Background Lung cancer is a leading cause of cancer-related mortality in the world. Nonsmall cell lung cancer (NSCLC) can be classified as nonsquamous cell carcinoma (non-SCC) and squamous cell carcinoma (SCC). NSCLC pathogenesis includes altered methylation patterns in multiple genes. Promotor methylation of death-associated protein kinase (DAPK) has been documented in various tumors. Aim To compare DAPK promoter methylation and clinical characteristics in patients of nonsquamous cell lung cancer with those of SCC. Patients and methods A case–control study was conducted on fresh-frozen tumor samples from 81 patients with primary NSCLC, including 43 non-SCC cases and 38 SCC cases, investigated in the Chest Department, Mansoura University Hospital, in the period from June 2017 to January 2020. A total of 40 patients matched for age and sex with nonmalignant lung lesions served as controls. Patients with age more than 18 years, radiological suggestions of lung cancer, and histologically diagnosed NSCLC were included, whereas patients with malignancies other than NSCLC or unfit for bronchoscopy were excluded. A pathologist histologically examined each lung tumor to define the type and other clinical characteristics of the tumor.
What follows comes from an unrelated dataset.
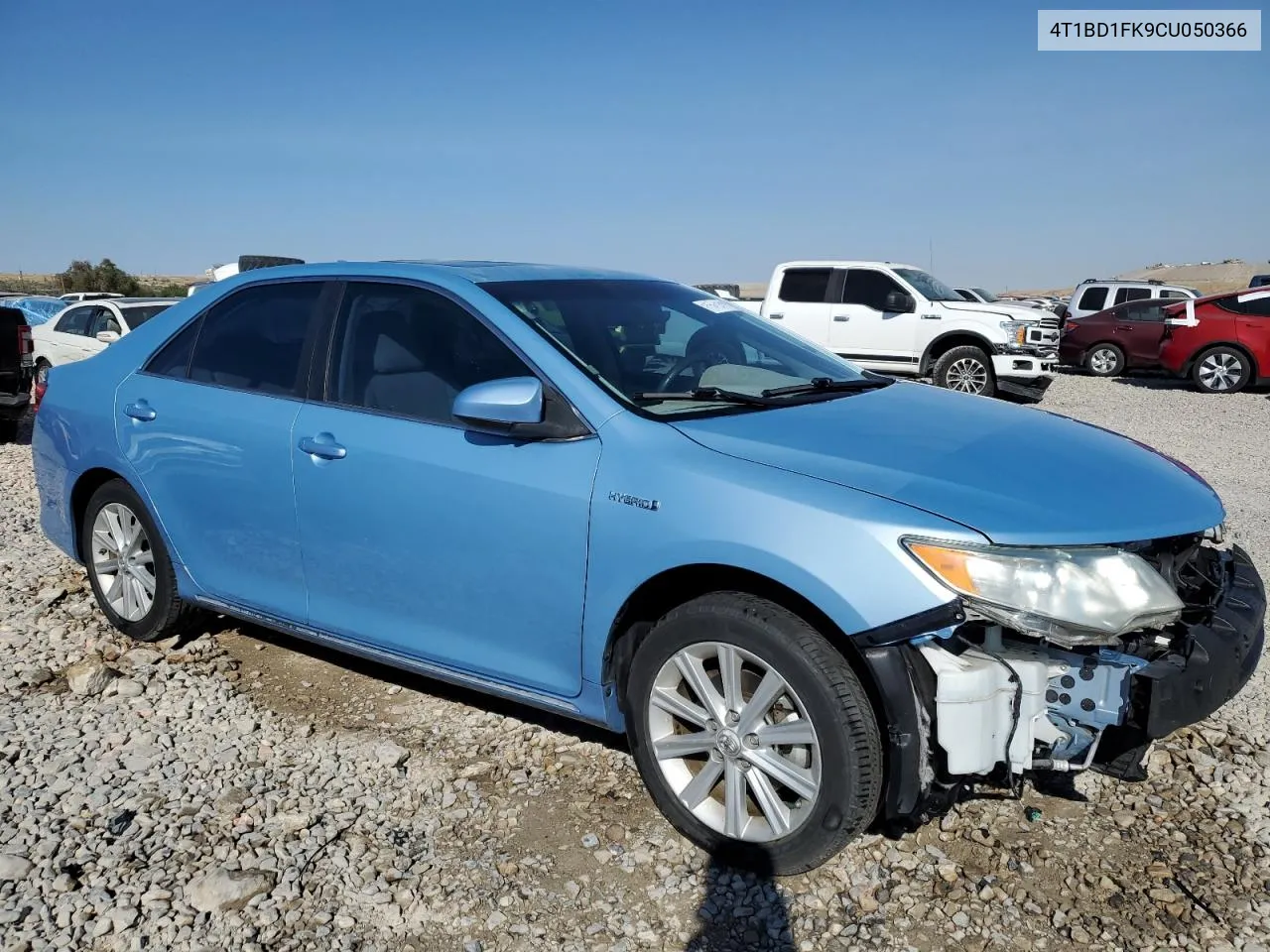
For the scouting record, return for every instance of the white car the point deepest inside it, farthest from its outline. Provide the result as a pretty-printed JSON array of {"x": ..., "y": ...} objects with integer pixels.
[
  {"x": 897, "y": 318},
  {"x": 90, "y": 326}
]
DNA was isolated from fresh-frozen tissues, and the detection of DNA methylation was performed using methylation-specific PCR. Results NSCLC case groups included 43 nonsquamous cells and 38 squamous cells, with a mean age of 62.89±5.5 and 64.19±5.87 years, respectively. The control group included 40 patients, with a mean age of 61.37±6.64 years. There were statistically significant differences regarding smoking status (P=0.002) and the clinical characteristics suggestive of lung cancer between both patients with NSCLC and controls, but the differences between SCC and non-SCC were not significant. The results were significantly different between the two groups concerning chest radiograph and computed tomographic finding, where the peripheral mass was significantly higher in non-SCC than SCC (P<0.001). DAPK promoter methylation was significantly higher for NSCLC (both SCC and non-SCC) as compared with controls (P≤0.001), but there was no significant difference between SCC and non-SCC groups. Conclusion Detection of the aberrant DAPK hypermethylation in tumor DNA from patients with NSCLC may provide an effective means for early auxiliary diagnosis of the malignancy but cannot distinguish between the histopathological types.